Figure 9. Overexpression of NOX2 rescues the suppressive activity of old CD8 Tregs.

CD8 Tregs were induced from older individuals and transfected with a control or NOX2 expression vector. (A and B) Surface expression of NOX2 was evaluated 24 hours after transfection by flow cytometry. (A) One representative image and (B) results (mean ± SD) from 3 independent experiments are shown. (C) CD8 Tregs transfected with NOX2 expression vector or a control vector were analyzed for their suppressive function by mixing them with naive CD4 T cells and quantifying stimulation-induced pZAP70. Frequencies of pZAP70⁺ CD4 T cells (mean ± SD) from 10 independent experiments are shown. (D and E) Old CD8 Tregs were transfected with a control or NOX2 expression vector and tested for in vivo–suppressive activity by injecting them into NSG mice that had been reconstituted with naive CD4 T cells and monocytes.
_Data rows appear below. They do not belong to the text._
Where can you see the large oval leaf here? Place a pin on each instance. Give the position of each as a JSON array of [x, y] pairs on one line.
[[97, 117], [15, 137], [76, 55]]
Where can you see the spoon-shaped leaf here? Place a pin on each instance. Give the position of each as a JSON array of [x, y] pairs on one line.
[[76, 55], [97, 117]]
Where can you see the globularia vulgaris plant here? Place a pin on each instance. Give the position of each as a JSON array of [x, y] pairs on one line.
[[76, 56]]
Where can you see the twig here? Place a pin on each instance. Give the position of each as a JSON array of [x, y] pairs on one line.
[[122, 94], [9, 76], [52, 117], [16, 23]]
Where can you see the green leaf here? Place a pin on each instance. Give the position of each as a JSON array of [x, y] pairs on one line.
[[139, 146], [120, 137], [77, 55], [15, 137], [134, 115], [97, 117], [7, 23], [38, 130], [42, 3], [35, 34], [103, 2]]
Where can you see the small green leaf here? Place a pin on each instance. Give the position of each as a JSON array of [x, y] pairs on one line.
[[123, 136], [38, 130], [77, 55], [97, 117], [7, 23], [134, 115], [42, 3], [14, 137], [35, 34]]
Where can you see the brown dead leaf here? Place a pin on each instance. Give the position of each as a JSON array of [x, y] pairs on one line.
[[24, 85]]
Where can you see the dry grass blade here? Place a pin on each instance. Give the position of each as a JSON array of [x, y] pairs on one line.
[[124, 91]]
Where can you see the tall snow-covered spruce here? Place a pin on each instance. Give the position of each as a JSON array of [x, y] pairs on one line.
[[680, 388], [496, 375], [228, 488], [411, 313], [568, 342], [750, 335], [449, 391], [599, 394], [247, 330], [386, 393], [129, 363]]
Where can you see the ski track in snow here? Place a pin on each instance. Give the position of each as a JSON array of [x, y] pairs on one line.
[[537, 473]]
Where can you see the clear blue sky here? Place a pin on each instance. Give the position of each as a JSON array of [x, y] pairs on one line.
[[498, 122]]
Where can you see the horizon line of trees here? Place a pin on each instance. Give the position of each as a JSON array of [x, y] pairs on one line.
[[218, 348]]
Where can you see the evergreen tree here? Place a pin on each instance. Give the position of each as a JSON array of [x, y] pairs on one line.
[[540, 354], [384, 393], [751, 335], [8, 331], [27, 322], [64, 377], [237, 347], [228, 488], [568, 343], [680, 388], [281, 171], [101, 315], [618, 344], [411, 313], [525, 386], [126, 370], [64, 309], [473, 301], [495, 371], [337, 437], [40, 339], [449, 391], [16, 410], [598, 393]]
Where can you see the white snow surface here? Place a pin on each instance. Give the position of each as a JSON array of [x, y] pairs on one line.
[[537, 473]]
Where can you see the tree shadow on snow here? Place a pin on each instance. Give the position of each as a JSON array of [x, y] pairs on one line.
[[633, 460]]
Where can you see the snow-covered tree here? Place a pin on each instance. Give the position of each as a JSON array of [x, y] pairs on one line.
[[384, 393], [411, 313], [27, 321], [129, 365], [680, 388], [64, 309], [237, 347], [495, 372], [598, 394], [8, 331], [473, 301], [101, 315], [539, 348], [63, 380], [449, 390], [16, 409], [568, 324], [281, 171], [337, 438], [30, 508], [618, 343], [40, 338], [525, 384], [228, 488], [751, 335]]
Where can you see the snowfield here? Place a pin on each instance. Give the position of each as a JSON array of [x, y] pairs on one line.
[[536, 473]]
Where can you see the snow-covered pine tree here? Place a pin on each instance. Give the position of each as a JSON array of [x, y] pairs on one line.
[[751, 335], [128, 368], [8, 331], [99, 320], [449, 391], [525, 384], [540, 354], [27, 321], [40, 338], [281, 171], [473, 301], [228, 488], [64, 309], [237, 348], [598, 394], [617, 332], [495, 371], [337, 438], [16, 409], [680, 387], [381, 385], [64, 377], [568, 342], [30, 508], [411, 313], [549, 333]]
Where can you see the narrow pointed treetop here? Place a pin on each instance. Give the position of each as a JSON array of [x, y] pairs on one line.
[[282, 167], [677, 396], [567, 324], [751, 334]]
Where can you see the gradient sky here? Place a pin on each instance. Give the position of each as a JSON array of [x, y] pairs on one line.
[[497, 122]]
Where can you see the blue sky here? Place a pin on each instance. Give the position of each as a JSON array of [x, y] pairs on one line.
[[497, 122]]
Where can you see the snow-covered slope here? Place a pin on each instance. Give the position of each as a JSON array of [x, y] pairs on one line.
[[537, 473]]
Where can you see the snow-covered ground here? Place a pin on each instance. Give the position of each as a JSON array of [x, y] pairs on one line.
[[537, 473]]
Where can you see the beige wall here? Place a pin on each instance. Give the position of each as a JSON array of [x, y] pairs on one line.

Nine days after transfer, expansion of CD4 T cells was quantified by enumerating the frequency and total numbers of human CD4 T cells in the murine spleen. Results are shown as mean ± SD from 6 independent experiments. (F–H) Old transfected CD8 Tregs were examined for in vivo function, as above. CD4 T cells were labeled with CFSE prior to the transfer. Proliferation of CD4 T cells was assessed by flow cytometric analysis of CFSE dilution in splenocytes harvested after 9 days. A representative image is shown, and results from 6 independent experiments are summarized as (mean ± SD) division index and proliferation index. Unpaired 2-tailed Student’s t test was used for comparisons.